Guerra aperta allo spritz. Anzi, all’Aperol. Un simbolo del drink made in Italy, per non dire tipicamente veneto, è finito nel mirino del New York Times. Pochi giorni fa il New York Times ha stroncato l’aperitivo, specialmente nella sua variante col classico alcolico a base d’arancia e radici. “Sembra un succo di frutta – ha sentenziato Rebekah PepplerGradevole per l’effervescenza, la fetta d’arancia d’accompagnamento ed il ghiaccio, ma non è buono”.

C’è chi si è spinto oltre, come la scrittrice statunitense Katie Parla, residente a Roma, che ha confessato di preferire drink predinner più complessi ed amari, quasi stroncando il mix tra dolce e bitter del classico spritz arancione. Parole che hanno scatenato l’indignazione dei tanti consumatori di quella bevanda che negli ultimi 15 anni è diventata un vero status symbol dell’aperitivo italiano. Se gli avventori dei bar si sono scagliati in media contro le discutibili preferenze del palato anglosassone, la rivista “Food&Wine” si è apertamente schierata a favore di Aperol e dello spritz, al pari di vari esperti di beverage.
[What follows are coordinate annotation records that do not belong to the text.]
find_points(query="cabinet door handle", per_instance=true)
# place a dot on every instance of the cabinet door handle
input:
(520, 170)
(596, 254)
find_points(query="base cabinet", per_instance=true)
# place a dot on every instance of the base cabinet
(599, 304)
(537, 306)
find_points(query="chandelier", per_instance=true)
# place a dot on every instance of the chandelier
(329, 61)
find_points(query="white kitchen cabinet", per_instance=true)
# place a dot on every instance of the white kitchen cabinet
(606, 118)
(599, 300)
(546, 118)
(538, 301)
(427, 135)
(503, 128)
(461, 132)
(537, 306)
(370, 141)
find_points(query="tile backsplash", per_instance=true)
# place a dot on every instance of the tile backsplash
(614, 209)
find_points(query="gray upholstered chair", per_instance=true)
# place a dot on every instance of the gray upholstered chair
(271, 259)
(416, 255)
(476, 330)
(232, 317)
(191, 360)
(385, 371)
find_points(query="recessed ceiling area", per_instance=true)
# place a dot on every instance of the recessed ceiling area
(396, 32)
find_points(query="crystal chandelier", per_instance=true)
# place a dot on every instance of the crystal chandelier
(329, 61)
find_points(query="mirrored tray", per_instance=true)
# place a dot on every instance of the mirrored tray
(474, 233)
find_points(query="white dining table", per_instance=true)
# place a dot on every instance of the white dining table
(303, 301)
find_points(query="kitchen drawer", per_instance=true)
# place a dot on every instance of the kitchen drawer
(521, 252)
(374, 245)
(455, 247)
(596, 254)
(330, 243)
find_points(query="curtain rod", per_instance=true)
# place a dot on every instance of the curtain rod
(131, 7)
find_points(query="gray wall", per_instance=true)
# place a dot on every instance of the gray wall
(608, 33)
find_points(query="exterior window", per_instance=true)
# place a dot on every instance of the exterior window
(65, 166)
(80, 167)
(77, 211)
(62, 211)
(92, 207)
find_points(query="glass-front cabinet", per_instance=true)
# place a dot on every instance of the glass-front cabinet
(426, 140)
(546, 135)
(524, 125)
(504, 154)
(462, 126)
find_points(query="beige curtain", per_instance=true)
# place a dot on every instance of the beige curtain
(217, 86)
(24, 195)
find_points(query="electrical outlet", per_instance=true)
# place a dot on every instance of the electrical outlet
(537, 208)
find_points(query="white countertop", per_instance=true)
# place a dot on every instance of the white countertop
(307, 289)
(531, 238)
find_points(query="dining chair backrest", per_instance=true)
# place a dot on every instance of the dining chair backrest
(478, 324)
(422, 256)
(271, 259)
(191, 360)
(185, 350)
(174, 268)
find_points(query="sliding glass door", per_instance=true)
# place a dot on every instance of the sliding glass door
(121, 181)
La polemica è divampata furiosa nel web e promette un lungo strascico, curiosamente nell’anno del centenario dell’apparizione dell’Aperol: nel 1919 i fratelli bassanesi Barbieri presentarono alla Fiera campionaria di Padova la loro creazione destinata ad un rapido successo. Ancor di più quando, dagli anni ’70 in poi, gli osti veneti iniziarono a mescolarlo al classico spritz, inizialmente composto solo da vino secco e seltz con scorza di limone. Oggi Aperol (marchio di proprietà del Gruppo Campari 2003) è uno degli aperitivi più esportati: in Germania è particolarmente richiesta la variante a 15 gradi, leggermente più forte. Certo, il bitter arancione non è sufficiente per creare uno spritz di qualità: serve un buon Prosecco, miscelato nelle giuste parti con gli altri ingredienti da un barman che sappia cogliere le caratteristiche di ogni singolo elemento. Ma l’accostamento ad un succo di frutta suona davvero azzardato ed irrispettoso.